Agora, esses argumentos não são mais sustentáveis. A CIJ deixou claro que todas as obrigações climáticas estão cobertas por todos os aspectos do direito internacional. Isso retirou alguns argumentos da mesa, e espero que vejamos esse reflexo nas COPs, que esses argumentos não possam mais ser usados sem serem contestados pela mais alta autoridade legal, que é o parecer consultivo da CIJ.

Desde que a CIJ emitiu seu parecer, quais são os próximos passos que Vanuatu e outros países parceiros têm tomado para haver um impacto real daqui em diante?

O passo mais imediato que estamos dando é conseguir uma resolução por meio da Assembleia Geral da ONU para que se adote, reconheça e endosse o parecer consultivo, porque foi ela própria, por consenso em março de 2023, que o solicitou. A Assembleia deve recebê-lo de volta, endossar o resultado e então operacionalizá-lo. Temos trabalhado nesse rascunho de texto desde setembro.

Tivemos muitas discussões durante a semana, em encontros de alto nível na Assembleia Geral. Estive em Nova York e acabamos de concluir a Semana de Direito Internacional na semana passada. A semana inteira foi basicamente sobre o parecer consultivo — todos os países falando sobre suas ramificações e implicações. Mas estamos focados nesta resolução e em aprová-la.

Originalmente, pensávamos em fazê-lo antes da COP, em Belém, mas agora será depois. Em dezembro ou janeiro, trabalharemos para aprovar esta resolução, que basicamente endossa o parecer consultivo e o operacionaliza por meio de certas ações. Esperamos que, uma vez aprovada, a resolução exija que o secretário-geral atualize continuamente os países-membros sobre a implementação e a operacionalização do parecer, conforme estipulado na resolução de março de 2023.

E será necessária novamente uma votação na Assembleia Geral?

Sim. Da última vez, em março de 2023, quando tivemos a primeira resolução para enviar o parecer consultivo, tivemos muita sorte. Na verdade, foi sem precedentes conseguir que o pedido fosse aprovado sem dissenso. Agora, o sistema multilateral mudou completamente. Não há mais como obter unanimidade. Então, precisamos do maior número de votos possível, de uma votação com ampla maioria, sabemos que desta vez haverá Estados que votarão contra.

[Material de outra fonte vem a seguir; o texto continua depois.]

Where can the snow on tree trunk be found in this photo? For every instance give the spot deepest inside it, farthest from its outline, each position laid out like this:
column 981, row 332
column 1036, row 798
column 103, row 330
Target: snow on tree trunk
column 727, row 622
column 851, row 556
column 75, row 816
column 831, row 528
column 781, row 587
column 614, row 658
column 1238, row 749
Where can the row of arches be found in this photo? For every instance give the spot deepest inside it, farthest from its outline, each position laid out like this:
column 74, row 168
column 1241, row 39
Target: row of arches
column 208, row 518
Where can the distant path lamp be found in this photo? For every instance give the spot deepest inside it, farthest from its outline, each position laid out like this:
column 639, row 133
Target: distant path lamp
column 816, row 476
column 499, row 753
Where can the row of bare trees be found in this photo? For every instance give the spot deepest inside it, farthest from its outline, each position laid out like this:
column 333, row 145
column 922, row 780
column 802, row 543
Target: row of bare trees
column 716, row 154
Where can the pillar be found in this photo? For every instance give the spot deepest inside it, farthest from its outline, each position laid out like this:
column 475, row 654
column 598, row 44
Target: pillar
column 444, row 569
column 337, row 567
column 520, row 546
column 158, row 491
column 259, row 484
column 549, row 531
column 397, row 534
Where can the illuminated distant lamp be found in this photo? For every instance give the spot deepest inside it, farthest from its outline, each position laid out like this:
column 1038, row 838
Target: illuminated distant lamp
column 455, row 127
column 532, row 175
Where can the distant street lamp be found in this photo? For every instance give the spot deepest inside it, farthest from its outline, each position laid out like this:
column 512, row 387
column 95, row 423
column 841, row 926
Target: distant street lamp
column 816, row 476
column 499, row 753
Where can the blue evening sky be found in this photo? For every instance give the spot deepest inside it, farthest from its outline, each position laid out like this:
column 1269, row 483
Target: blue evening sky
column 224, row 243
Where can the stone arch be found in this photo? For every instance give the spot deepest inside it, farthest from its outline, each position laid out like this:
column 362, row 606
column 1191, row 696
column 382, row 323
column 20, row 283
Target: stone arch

Sobre a COP agora: qual seria a mensagem de Vanuatu considerando a decisão da CIJ e também o rascunho que vocês estão preparando para a conferência em Belém?

É a mesma mensagem de sempre. Vanuatu faz parte do Grupo de Pequenos Estados Insulares em Desenvolvimento do Pacífico (PSIDS), que integra a AOSIS, a Aliança dos Pequenos Estados Insulares. Nossa posição tem sido pela eliminação rápida e imediata dos combustíveis fósseis, para reduzir a principal causa do aquecimento global; financiamento climático baseado em doações, facilmente acessível e em volume suficiente para que os Estados mais vulneráveis possam se adaptar; e que os países com alta emissão devam fornecer esse financiamento. São compromissos já assumidos em Paris e queremos que sejam implementados.

Queremos ver a finalização do Mecanismo de Varsóvia sobre Perdas e Danos, criado em 2013. A sua revisão precisa ser concluída, e o fundo precisa tornar-se mais ativo. Há progresso, mas vamos pressionar por isso também, pois a meta global de adaptação e o financiamento para ela ainda são muito insuficientes.

Quando se trata do parecer consultivo, queremos levantar essa questão em todos os fóruns possíveis. Fiquei agradavelmente surpreso na semana de alto nível em Nova York, todos estavam falando sobre o parecer consultivo. Precisamos garantir que isso se repita em todos os fóruns para dizermos: vocês têm uma obrigação legal, todos os Estados, de tomar essas ações com as quais já concordaram. Agora é uma obrigação legal, não há escolha.

Temos que agir de acordo com todos os parâmetros relevantes, seja na redução de emissões, no financiamento climático ou nas metas, que precisam estar alinhados ao que a CIJ determinou. A Corte reafirmou a meta de 1,5 ºC como meta legal. Não podemos nos afastar dela. Alguns países falam em aumentá-la, mas o 1,5 ºC foi estabelecido como meta legal, e precisamos mantê-lo e tomar medidas para torná-lo alcançável.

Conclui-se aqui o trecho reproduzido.